C'est le «  travail de la DGSE,
précise-t-il. Un travail remarquable dont on peut être très
fier dans cette première phase
de guerre
 ».

À propos du leader de la
rébellion FPR, le capitaine Barril note : Paul Kagamé est « un
homme très intelligent.
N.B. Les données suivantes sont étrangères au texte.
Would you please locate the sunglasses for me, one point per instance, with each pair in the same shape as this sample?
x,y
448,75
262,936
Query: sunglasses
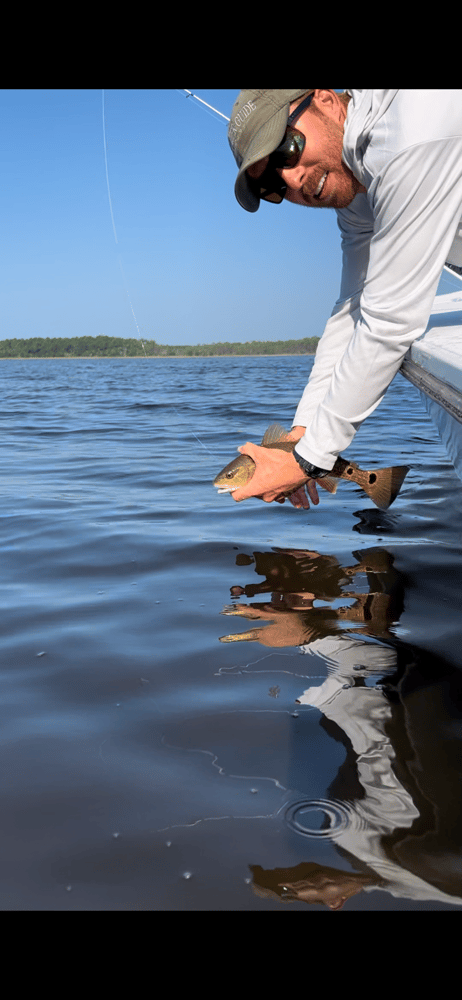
x,y
270,186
Je suis
l'un des rares Français à
l'avoir rencontré, deux ans avant que nous ne soyons ennemis déclarés
puisque, aujourd'hui il a mis un million de
dollars sur ma tête... ce qui ne
m'empêche pas de vivre et
d'avoir mis, de mon côté, la
sienne à prix
 ».


Enfin, toujours dans cette
interview, le capitaine Barril
explicite quelque peu son rôle,
au lendemain de l'attentat. du
6 avril : « Comme j'étais le
conseiller du président Habyarimana depuis des années, le
chef d'état-major, celui qui faisait fonction de ministre de la
Défense, s'est naturellement
tourné vers moi.
 » Et de
conclure : « Ce qui s'est passé
au Rwanda permet à des privés comme moi, qui ne représentent leur pays qu'à titre
privé, de montrer qu'on
n'abandonne pas des gens qui
vous ont fait confiance et qui
parlent français. Je n'ai pas à
attendre un quelconque accord
du Quai d'Orsay pour intervenir.
 »

Quel rôle joue donc le capitaine Barril ? Comment expliquer qu'un simple citoyen
puisse se targuer d'avoir mis
« une tête à prix » ? Comment
se fait-il qu'un des « proches »
du capitaine Barril puisse être
soupconné d'avoir tenté de se
procurer deux missiles ? Et, si
cela était avéré, à quelles
fins ? Sur instruction de qui ?
Dans quel intérêt ?... Toutes
questions sur lesquelles la
mission d'information parlementaire devra bien se pencher.


P.S.E.

(1) Rwanda : trois jours qui ont fait
basculer l'histoire. Filip Reyntjens.
Ed. L'Harmattan, p. 30.

(2) Les Mondes de François
Mitterrand. Ed. Fayard, p. 703.

(3) Rwanda : trois jours qui on fait
basculer l’histoire, p. 45.

(4) Playboy de mars 1995.


(5) Rwanda : trois jours qui. », p. 48.